WARREN, C.J., sitting for POLLY, J.
We concur in the majority opinion in so far as it holds that the owner of an upper estate may not drain a land-locked basin on his land to a like basin on the lower estate and thus relieve the upper estate of a burden at the expense of the lower estate. However, we do not agree with the majority opinion in so far as it holds that the court erred in failing to restrain the maintenance of the highway ditches. It is our opinion that the plaintiffs have an action at law to recover for any damage they have sustained. The construction of this highway was performed by the county, an agency of the state, acting in a sovereign capacity and it could have exercised its power of eminent domain in the taking or damaging of plaintiffs' property. However, when a public work is completed by a county without the exercise of the power of eminent domain the obligation to compensate for the damage occasioned by such work is not terminated by its completion and any person whose property is taken or damaged thereby may recover compensation for the property thus taken or damaged. Mayer v. Studer Manion Co., 66 N.D. 190, 262 N.W. 925. In the case of Vesely v. Charles Mix County, 66 S.D. 570, 287 N.W. 51, the cause of action sought to be stated by plaintiff was based upon negligence and not for the taking or damaging of private property without compensation and it is clear, therefore, that this case has no application to the present facts.

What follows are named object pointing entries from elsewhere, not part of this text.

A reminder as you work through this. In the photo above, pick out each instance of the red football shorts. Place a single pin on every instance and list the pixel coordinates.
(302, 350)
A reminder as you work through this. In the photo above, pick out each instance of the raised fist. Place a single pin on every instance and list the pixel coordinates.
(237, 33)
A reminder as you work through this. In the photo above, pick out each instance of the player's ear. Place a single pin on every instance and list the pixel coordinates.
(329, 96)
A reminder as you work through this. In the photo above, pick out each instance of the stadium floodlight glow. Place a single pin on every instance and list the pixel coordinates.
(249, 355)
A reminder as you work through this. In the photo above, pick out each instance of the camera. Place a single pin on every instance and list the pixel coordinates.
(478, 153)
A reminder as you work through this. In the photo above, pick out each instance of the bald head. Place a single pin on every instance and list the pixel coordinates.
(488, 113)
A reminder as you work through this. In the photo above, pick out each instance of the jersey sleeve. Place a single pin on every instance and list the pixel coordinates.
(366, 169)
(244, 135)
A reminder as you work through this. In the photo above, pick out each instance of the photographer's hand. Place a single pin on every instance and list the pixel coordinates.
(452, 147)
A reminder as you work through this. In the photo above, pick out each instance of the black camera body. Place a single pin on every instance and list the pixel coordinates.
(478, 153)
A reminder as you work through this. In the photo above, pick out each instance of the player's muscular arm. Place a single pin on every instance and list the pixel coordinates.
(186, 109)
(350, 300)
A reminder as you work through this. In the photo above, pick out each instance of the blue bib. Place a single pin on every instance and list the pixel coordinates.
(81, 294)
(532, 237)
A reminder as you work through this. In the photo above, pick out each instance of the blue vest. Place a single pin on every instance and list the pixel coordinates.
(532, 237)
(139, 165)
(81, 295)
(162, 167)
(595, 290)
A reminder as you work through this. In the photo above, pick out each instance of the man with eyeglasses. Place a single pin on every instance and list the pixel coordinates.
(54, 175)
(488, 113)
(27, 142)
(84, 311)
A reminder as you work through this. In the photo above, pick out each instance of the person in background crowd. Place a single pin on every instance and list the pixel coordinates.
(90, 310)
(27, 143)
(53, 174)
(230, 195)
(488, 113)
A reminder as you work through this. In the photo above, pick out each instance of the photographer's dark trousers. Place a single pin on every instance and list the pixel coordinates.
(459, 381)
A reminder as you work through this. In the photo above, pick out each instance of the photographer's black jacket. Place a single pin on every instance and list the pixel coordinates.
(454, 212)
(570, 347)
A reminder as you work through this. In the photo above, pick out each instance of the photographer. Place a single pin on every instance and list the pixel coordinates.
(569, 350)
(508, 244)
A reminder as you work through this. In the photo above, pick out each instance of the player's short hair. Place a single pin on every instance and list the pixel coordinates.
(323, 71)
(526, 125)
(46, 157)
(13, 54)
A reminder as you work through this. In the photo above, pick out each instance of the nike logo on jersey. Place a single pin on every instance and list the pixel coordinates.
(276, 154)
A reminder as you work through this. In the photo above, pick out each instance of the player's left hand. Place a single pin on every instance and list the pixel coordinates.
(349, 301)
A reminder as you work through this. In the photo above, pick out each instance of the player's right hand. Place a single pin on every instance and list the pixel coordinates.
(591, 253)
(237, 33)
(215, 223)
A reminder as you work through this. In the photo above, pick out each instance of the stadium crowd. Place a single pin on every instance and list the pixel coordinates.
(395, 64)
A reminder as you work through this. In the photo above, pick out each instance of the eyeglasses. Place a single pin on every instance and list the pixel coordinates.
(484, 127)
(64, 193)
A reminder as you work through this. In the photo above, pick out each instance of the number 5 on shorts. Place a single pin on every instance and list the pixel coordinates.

The facts in the instant case disclose that the highway and the drainage incident thereto had been constructed in 1930. It was not until 1944 that plaintiffs brought this action for an injunction. The drainage was for the improvement of the highway and there was no negligence or bad faith on the part of the highway officers in construction. Less than 8 acres of the 50 acre lake, into which the water from the highway construction drains, is located on the land of these plaintiffs. The larger portion of this lake is on land owned by the brother of these plaintiffs who consented to the drainage of this highway and the topography of the land is such that any excess water in the lake tends to spread over the brother's land and not over the land of these plaintiffs. The year 1944, when this action was started, was a year of excessive rainfall. Residents of the community testified that long before this highway was built this lake was full in wet years and that they fished and shot ducks from the lake. The entire testimony fairly establishes that plaintiffs' damage, if any, is trivial. The trial court found: "* * * the damages, if any, suffered by plaintiffs, or either of them, were caused by excessive rainfall, and said damages, if any, are trifling as compared to the benefit received by the community through the construction of said highway grade and ditches; that such highway grade and ditches were constructed by proper governmental authority and remained so for many years as constructed without objection from plaintiffs; * * *."
This court said in the case of Thompson v. Andrews, 39 S.D. 477, 165 N.W. 9, 13: "It might well happen that one might have a right to restrain another from emptying onto his land through an artificial ditch waters stored in a reservoir, and yet have no equitable ground for an injunction requiring the closing of the ditch after such waters were so discharged."
In the case of Parsons v. City of Sioux Falls, 65 S.D. 145, 272 N.W. 288, this court held that injunction does not issue as a matter of course where property is taken or damaged for a public purpose without first paying compensation for the property thus taken or damaged but the granting or refusal of the injunction rests in the sound discretion of the court under the facts of each particular case. It was pointed out in that case that a public interest was there involved which greatly exceeded the private or personal loss or inconvenience resulting to the plaintiffs should the injunction not issue. So, in this case, not only is the alleged damage to the plaintiffs trivial when standing alone, but as found by the trial court "it is trifling as compared to the benefit received by the community through the construction of said highway grade and ditches".
For the reasons given above and under all the facts and circumstances disclosed by this record, it is our opinion that the trial court did not abuse its discretion in refusing to grant the injunction.